Danny enggan berbicara banyak. Ia hanya mengatakan pemeriksaan untuk memberikan penjelasan kepada tim penyidik Kejati soal kasus tersebut. Saya datang mengklarifikasi pertanyaan (penyidik soal kasus dugaan korupsi PDAM Makassar),” ungkap Danny. 

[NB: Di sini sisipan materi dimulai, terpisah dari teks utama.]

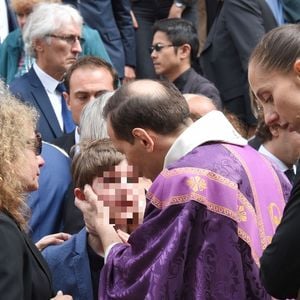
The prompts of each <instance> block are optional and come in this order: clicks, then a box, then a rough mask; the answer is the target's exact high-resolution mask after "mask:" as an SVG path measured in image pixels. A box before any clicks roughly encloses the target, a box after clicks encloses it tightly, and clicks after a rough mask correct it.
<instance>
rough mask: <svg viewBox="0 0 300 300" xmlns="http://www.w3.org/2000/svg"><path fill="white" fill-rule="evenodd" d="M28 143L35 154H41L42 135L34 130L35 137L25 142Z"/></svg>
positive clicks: (42, 144)
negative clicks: (32, 138)
mask: <svg viewBox="0 0 300 300" xmlns="http://www.w3.org/2000/svg"><path fill="white" fill-rule="evenodd" d="M27 144H28V145H31V147H32V149H33V151H34V153H35V155H37V156H38V155H41V153H42V145H43V143H42V135H41V134H40V133H39V132H38V131H35V138H34V139H30V140H29V141H28V142H27Z"/></svg>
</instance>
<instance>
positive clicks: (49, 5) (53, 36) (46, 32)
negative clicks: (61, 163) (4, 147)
mask: <svg viewBox="0 0 300 300" xmlns="http://www.w3.org/2000/svg"><path fill="white" fill-rule="evenodd" d="M81 27H82V18H81V16H80V15H79V13H78V11H77V10H76V9H74V8H72V7H70V6H67V5H62V4H57V3H44V4H42V5H39V6H38V7H37V8H36V9H35V10H34V11H33V12H32V13H31V14H30V16H29V17H28V19H27V22H26V24H25V27H24V29H23V38H24V41H25V49H26V50H25V51H27V52H28V54H29V55H31V56H34V57H35V58H36V62H35V63H34V65H33V67H32V68H31V69H30V70H29V72H28V73H26V74H24V75H23V76H22V77H20V78H18V79H16V80H14V81H13V82H12V83H11V85H10V90H11V92H12V93H13V94H15V95H16V96H17V97H18V98H20V99H21V100H22V101H25V102H28V103H30V104H31V105H33V106H35V107H36V108H37V110H38V111H39V113H40V119H39V123H38V129H39V131H40V132H41V133H42V136H43V139H44V140H45V141H48V142H51V141H52V140H53V139H54V138H57V137H59V136H61V135H62V134H63V132H69V131H71V130H72V129H74V124H73V125H72V117H71V113H70V112H69V111H68V110H67V107H66V103H65V101H64V100H63V99H62V90H61V89H60V90H59V89H58V88H59V87H60V86H61V85H60V83H61V80H62V79H63V75H64V73H65V72H66V71H67V69H68V68H69V67H70V66H71V65H72V64H73V63H74V62H75V61H76V60H77V57H78V55H79V54H80V52H81V50H82V49H81V45H80V41H81ZM62 100H63V101H62Z"/></svg>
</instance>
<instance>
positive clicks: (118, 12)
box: [63, 0, 136, 78]
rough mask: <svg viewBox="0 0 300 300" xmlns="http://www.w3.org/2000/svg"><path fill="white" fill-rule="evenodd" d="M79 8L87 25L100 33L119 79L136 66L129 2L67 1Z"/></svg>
mask: <svg viewBox="0 0 300 300" xmlns="http://www.w3.org/2000/svg"><path fill="white" fill-rule="evenodd" d="M63 2H65V3H69V4H72V5H74V6H75V7H77V9H78V10H79V11H80V13H81V15H82V17H83V19H84V21H85V22H86V23H87V24H88V25H89V26H90V27H92V28H94V29H96V30H98V32H99V34H100V36H101V38H102V40H103V42H104V44H105V46H106V49H107V51H108V54H109V57H110V59H111V60H112V63H113V65H114V67H115V68H116V70H117V72H118V74H119V77H120V78H122V77H124V66H125V65H128V66H133V67H134V66H135V64H136V58H135V50H134V49H135V37H134V29H133V24H132V19H131V15H130V8H131V6H130V0H86V1H79V0H64V1H63Z"/></svg>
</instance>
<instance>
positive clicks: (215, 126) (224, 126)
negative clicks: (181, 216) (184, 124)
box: [164, 111, 247, 167]
mask: <svg viewBox="0 0 300 300" xmlns="http://www.w3.org/2000/svg"><path fill="white" fill-rule="evenodd" d="M212 141H218V142H225V143H230V144H234V145H240V146H245V145H247V140H246V139H244V138H243V137H242V136H241V135H240V134H239V133H238V132H237V131H236V129H235V128H234V127H233V126H232V125H231V123H230V122H229V121H228V119H227V118H226V117H225V116H224V114H223V113H222V112H220V111H211V112H209V113H208V114H206V115H205V116H203V117H202V118H200V119H199V120H197V121H196V122H195V123H193V124H192V125H191V126H189V127H188V128H187V129H186V130H185V131H184V132H183V133H182V134H181V135H180V136H179V137H178V138H177V139H176V140H175V142H174V143H173V145H172V146H171V148H170V149H169V151H168V153H167V155H166V157H165V161H164V167H166V166H167V165H169V164H170V163H172V162H174V161H177V160H178V159H180V158H181V157H183V156H184V155H186V154H187V153H189V152H190V151H191V150H193V149H194V148H196V147H197V146H199V145H202V144H204V143H207V142H212Z"/></svg>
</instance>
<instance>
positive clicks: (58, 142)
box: [52, 129, 76, 156]
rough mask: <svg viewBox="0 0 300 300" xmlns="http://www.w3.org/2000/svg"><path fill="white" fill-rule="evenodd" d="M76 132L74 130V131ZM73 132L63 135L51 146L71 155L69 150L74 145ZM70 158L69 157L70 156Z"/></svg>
mask: <svg viewBox="0 0 300 300" xmlns="http://www.w3.org/2000/svg"><path fill="white" fill-rule="evenodd" d="M75 130H76V129H75ZM75 130H73V131H72V132H70V133H64V134H63V135H62V136H60V137H59V138H56V139H54V140H53V141H52V144H54V145H56V146H58V147H59V148H61V149H63V150H65V151H66V153H68V154H69V155H70V154H71V153H70V152H71V148H72V147H73V146H74V145H75ZM70 156H71V155H70Z"/></svg>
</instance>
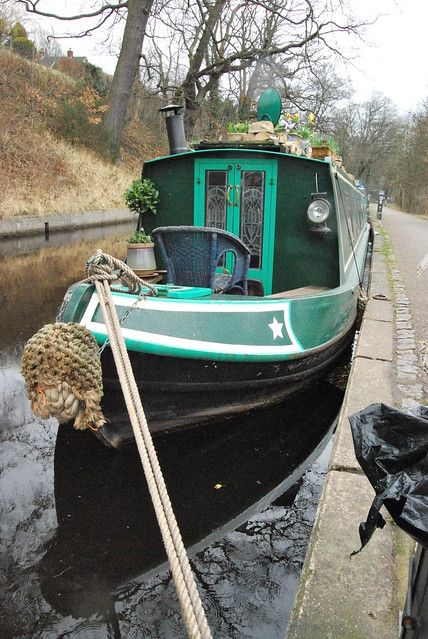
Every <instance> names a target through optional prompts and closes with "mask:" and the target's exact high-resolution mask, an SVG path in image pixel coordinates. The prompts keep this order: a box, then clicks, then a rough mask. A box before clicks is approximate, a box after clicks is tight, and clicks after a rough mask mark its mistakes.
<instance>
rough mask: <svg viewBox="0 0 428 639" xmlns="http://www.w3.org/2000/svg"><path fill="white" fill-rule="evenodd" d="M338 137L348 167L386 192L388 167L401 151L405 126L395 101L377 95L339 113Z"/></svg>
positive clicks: (367, 183)
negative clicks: (398, 112)
mask: <svg viewBox="0 0 428 639" xmlns="http://www.w3.org/2000/svg"><path fill="white" fill-rule="evenodd" d="M334 121H335V129H334V133H335V137H336V138H337V141H338V143H339V145H340V148H341V152H342V155H343V158H344V160H345V163H346V167H347V168H348V169H349V170H350V171H351V173H353V174H354V175H356V176H357V177H359V178H361V179H362V180H363V181H364V182H365V183H366V184H368V185H369V186H373V188H376V187H377V188H386V186H387V185H386V184H385V182H386V176H387V167H388V165H389V163H390V161H391V158H392V157H393V156H394V153H395V152H396V149H397V148H399V147H400V138H401V135H402V130H403V123H402V121H401V120H400V118H399V116H398V113H397V110H396V107H395V106H394V104H393V103H392V102H391V100H390V99H389V98H387V97H385V96H383V95H381V94H375V95H374V96H373V97H372V98H371V99H370V100H368V101H367V102H364V103H363V104H357V103H352V102H350V103H349V104H348V105H347V106H346V107H345V108H344V109H342V110H340V111H338V112H336V114H335V117H334Z"/></svg>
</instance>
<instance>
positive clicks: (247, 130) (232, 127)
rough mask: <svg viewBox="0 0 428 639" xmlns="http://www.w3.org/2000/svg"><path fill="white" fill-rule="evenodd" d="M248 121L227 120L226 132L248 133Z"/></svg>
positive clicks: (248, 122)
mask: <svg viewBox="0 0 428 639" xmlns="http://www.w3.org/2000/svg"><path fill="white" fill-rule="evenodd" d="M249 126H250V124H249V122H229V123H228V125H227V132H228V133H248V129H249Z"/></svg>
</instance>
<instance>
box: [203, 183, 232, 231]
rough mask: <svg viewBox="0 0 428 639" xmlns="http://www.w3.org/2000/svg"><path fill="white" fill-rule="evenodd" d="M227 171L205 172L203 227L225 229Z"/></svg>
mask: <svg viewBox="0 0 428 639" xmlns="http://www.w3.org/2000/svg"><path fill="white" fill-rule="evenodd" d="M226 195H227V171H206V172H205V225H206V226H212V227H214V228H217V229H226V207H227V198H226Z"/></svg>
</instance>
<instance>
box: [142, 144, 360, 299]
mask: <svg viewBox="0 0 428 639" xmlns="http://www.w3.org/2000/svg"><path fill="white" fill-rule="evenodd" d="M143 177H148V178H150V179H151V180H153V182H154V184H155V186H156V188H157V189H158V190H159V193H160V200H159V204H158V206H157V209H158V212H157V214H156V215H154V214H151V213H148V214H147V215H146V217H145V220H144V228H145V230H146V232H147V233H150V232H151V231H152V230H153V229H154V228H156V227H157V226H169V225H198V226H199V225H200V226H220V223H218V224H217V223H216V224H214V223H212V222H211V223H209V220H208V223H207V217H206V216H207V213H206V208H207V207H208V204H207V202H208V196H207V194H208V193H214V192H216V193H217V195H218V194H220V200H219V202H220V204H221V206H220V208H221V211H220V213H221V215H222V216H223V217H222V220H223V226H221V227H222V228H227V230H229V231H231V232H233V233H235V234H236V235H240V236H241V239H242V240H243V241H244V242H246V237H245V236H243V235H242V233H241V232H240V231H242V224H241V222H242V218H243V215H244V213H243V211H244V210H247V209H248V208H249V206H250V204H249V202H250V203H251V197H253V196H254V194H256V195H257V194H258V197H259V201H258V202H255V204H254V207H255V209H260V207H262V208H264V219H263V223H262V228H261V230H260V229H259V235H260V236H261V240H262V242H261V243H262V245H263V254H261V255H260V256H259V257H257V259H258V260H259V261H258V262H257V260H255V263H254V264H253V268H251V265H250V273H249V276H250V278H254V279H260V280H261V281H262V283H263V286H264V292H265V294H266V295H269V294H271V293H277V292H281V291H287V290H292V289H296V288H301V287H305V286H314V287H323V288H327V289H331V288H336V287H338V286H339V285H340V284H342V283H343V282H344V279H345V277H346V270H347V269H348V268H349V267H350V255H351V254H352V247H351V240H352V244H355V243H356V242H357V240H358V237H360V236H361V235H362V231H363V227H364V226H365V224H366V212H365V206H364V202H363V197H362V196H361V193H360V192H359V190H358V189H357V188H356V187H354V186H353V185H352V184H351V183H350V182H349V180H347V179H346V177H345V176H344V175H343V174H342V173H337V172H336V170H333V169H332V166H331V164H330V163H329V162H325V161H320V160H313V159H311V158H306V157H298V156H292V155H288V154H285V153H278V152H275V151H268V150H253V149H244V148H235V149H233V148H227V149H226V148H221V149H218V148H215V149H209V150H205V149H204V150H196V151H192V152H188V153H182V154H177V155H169V156H165V157H161V158H157V159H155V160H150V161H147V162H145V164H144V167H143ZM209 180H214V183H213V184H211V183H210V182H209ZM251 180H253V183H254V180H259V182H260V180H263V188H262V189H261V187H260V186H259V187H257V188H255V187H253V186H251ZM215 181H217V182H218V183H219V184H218V186H216V184H215ZM220 181H222V182H221V184H220ZM247 183H248V184H249V186H248V187H246V184H247ZM216 189H217V190H216ZM261 190H263V196H260V193H261ZM314 193H322V194H323V197H324V198H325V199H326V200H328V202H329V204H330V206H331V213H330V215H329V217H328V220H327V226H328V229H329V230H328V231H327V232H325V233H316V232H314V230H313V227H312V228H311V224H310V222H309V220H308V218H307V207H308V205H309V203H310V202H311V197H312V195H313V194H314ZM244 198H246V200H245V202H244ZM260 198H262V199H260ZM210 201H211V200H210ZM210 214H211V213H210ZM239 217H240V218H241V222H240V221H239ZM247 218H248V216H247V217H246V219H247ZM211 219H212V218H211ZM247 226H248V228H250V232H251V223H250V224H249V225H247ZM242 232H243V231H242ZM247 232H248V229H247ZM256 252H257V251H256ZM256 262H257V263H256ZM158 263H159V262H158Z"/></svg>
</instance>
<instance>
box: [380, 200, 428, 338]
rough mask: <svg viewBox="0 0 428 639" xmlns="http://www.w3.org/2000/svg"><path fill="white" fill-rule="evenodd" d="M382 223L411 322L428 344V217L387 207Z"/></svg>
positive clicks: (418, 337)
mask: <svg viewBox="0 0 428 639" xmlns="http://www.w3.org/2000/svg"><path fill="white" fill-rule="evenodd" d="M382 222H383V224H384V226H385V228H386V230H387V232H388V235H389V238H390V240H391V243H392V246H393V250H394V254H395V257H396V259H397V262H398V264H399V268H400V272H401V277H402V280H403V284H404V286H405V289H406V292H407V295H408V297H409V300H410V304H411V308H412V323H413V330H414V331H415V338H416V341H417V343H418V344H421V342H425V343H428V264H426V266H425V268H424V269H423V270H422V272H421V273H420V275H418V272H417V271H418V267H420V266H421V265H422V264H423V262H424V260H425V262H428V218H427V217H421V216H416V215H409V214H407V213H402V212H401V211H396V210H394V209H391V208H385V209H384V215H383V219H382Z"/></svg>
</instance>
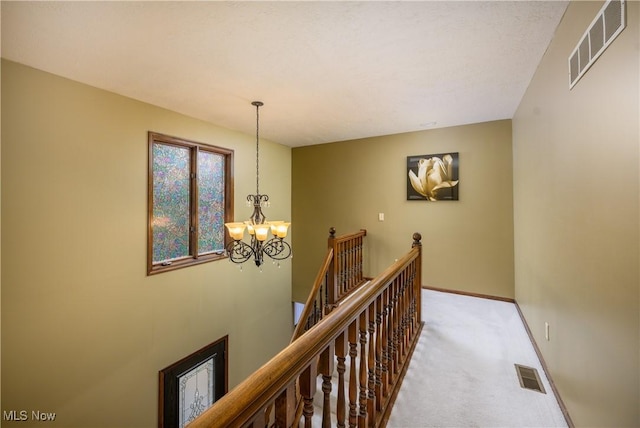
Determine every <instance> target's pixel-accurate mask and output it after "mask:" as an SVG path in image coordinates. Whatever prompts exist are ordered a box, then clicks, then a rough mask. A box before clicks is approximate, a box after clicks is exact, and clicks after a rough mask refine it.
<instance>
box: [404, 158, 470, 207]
mask: <svg viewBox="0 0 640 428" xmlns="http://www.w3.org/2000/svg"><path fill="white" fill-rule="evenodd" d="M458 169H459V155H458V153H437V154H432V155H415V156H407V175H406V177H407V200H408V201H457V200H458V191H459V186H458V184H459V183H460V180H459V178H458Z"/></svg>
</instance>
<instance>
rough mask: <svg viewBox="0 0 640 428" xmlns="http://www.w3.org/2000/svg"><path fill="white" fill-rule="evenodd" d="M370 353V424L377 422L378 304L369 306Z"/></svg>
mask: <svg viewBox="0 0 640 428" xmlns="http://www.w3.org/2000/svg"><path fill="white" fill-rule="evenodd" d="M368 310H369V353H368V355H367V357H368V358H367V366H368V368H369V378H368V382H367V389H368V390H369V391H368V394H367V413H368V414H369V423H372V424H373V423H375V420H376V413H375V410H376V395H375V392H376V358H375V357H376V349H375V347H376V304H375V302H373V303H372V304H370V305H369V309H368Z"/></svg>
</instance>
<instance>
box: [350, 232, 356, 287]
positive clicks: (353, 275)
mask: <svg viewBox="0 0 640 428" xmlns="http://www.w3.org/2000/svg"><path fill="white" fill-rule="evenodd" d="M355 246H356V241H355V240H354V239H352V240H351V241H350V242H349V290H351V289H353V287H354V286H355V281H354V279H355V277H354V273H355V270H354V267H355V265H356V264H355V260H354V256H355Z"/></svg>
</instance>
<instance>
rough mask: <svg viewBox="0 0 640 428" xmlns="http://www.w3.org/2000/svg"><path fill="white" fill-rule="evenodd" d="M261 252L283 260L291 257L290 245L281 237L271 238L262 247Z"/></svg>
mask: <svg viewBox="0 0 640 428" xmlns="http://www.w3.org/2000/svg"><path fill="white" fill-rule="evenodd" d="M262 252H264V253H265V254H266V255H267V256H269V257H271V258H272V259H274V260H284V259H288V258H289V257H291V246H290V245H289V243H288V242H287V241H285V240H283V239H282V238H271V239H270V240H268V241H267V243H266V244H265V245H264V247H262Z"/></svg>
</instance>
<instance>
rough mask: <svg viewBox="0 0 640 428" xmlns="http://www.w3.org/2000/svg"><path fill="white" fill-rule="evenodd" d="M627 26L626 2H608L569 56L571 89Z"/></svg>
mask: <svg viewBox="0 0 640 428" xmlns="http://www.w3.org/2000/svg"><path fill="white" fill-rule="evenodd" d="M625 26H626V12H625V0H608V1H607V2H606V3H605V4H604V6H602V9H600V11H599V12H598V15H596V17H595V19H594V20H593V22H591V25H589V28H587V31H585V33H584V35H583V36H582V38H581V39H580V42H579V43H578V45H577V46H576V48H575V49H574V50H573V52H571V55H570V56H569V89H571V88H573V86H574V85H575V84H576V83H578V80H580V78H581V77H582V76H583V75H584V73H586V72H587V70H588V69H589V67H591V65H592V64H593V63H594V62H595V61H596V59H598V57H600V55H601V54H602V52H604V50H605V49H606V48H607V47H608V46H609V45H610V44H611V42H613V40H614V39H615V38H616V37H618V34H620V33H621V32H622V30H624V28H625Z"/></svg>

Danny juga mengaku telah menerima surat pemberitahuan pemanggilannya dari Kejati Sulsel beberapa hari lalu. Pemeriksaan menurutnya berjalan lancar dan tanpa hambatan. “Sudah, jadi tidak tiba-tiba dipanggil untuk diperiksa,” ucapnya. 

Seiring dengan pemeriksaan itu, sekelompok massa yang menyatakan sebagai pendukung dan pengawal Danny Pomanto sempat bersitegang dengan petugas keamanan di depan kantor Kejati Sulsel. Mereka memaksa untuk masuk ke dalam kantor. 

Sebagian dari mereka juga ada yang memaksa memanjat tembok kantor Kejati Sulsel supaya bisa melihat pemeriksaan oleh tim penyidik. “Spontan makanya tadi lihat anak-anak semua ini jadi saya suruh pulang. Kan spontan tidak yang tahu saya juga tidak tahu kalau ada anak-anak, mereka agak kaget,” tegas Danny. 

Kepala Seksi Penerangan Hukum (Kasi Penkum) Kejati Sulsel, Soetarmi sebelumnya mengatakan, proses penyidikan lanjutan kasus dugaan korupsi di internal PDAM Kota Makassar 2016-2019 terus bergulir. Tim penyidik memeriksa Wali Kota Makassar Mohammad Ramdhan ‘Danny’ Pomanto dalam kasus itu.

“Penyidik Bidang Pidsus Kejati SulSel hari ini memanggil Pak Danny sebagai saksi dalam perkara dugaan tindak pidana korupsi penggunaan dana PDAM Kota Makassar untuk pembayaran tantim dan bonus/jasa produksi tahun 2017 sampai dengan 2019,” kata Soetarmi.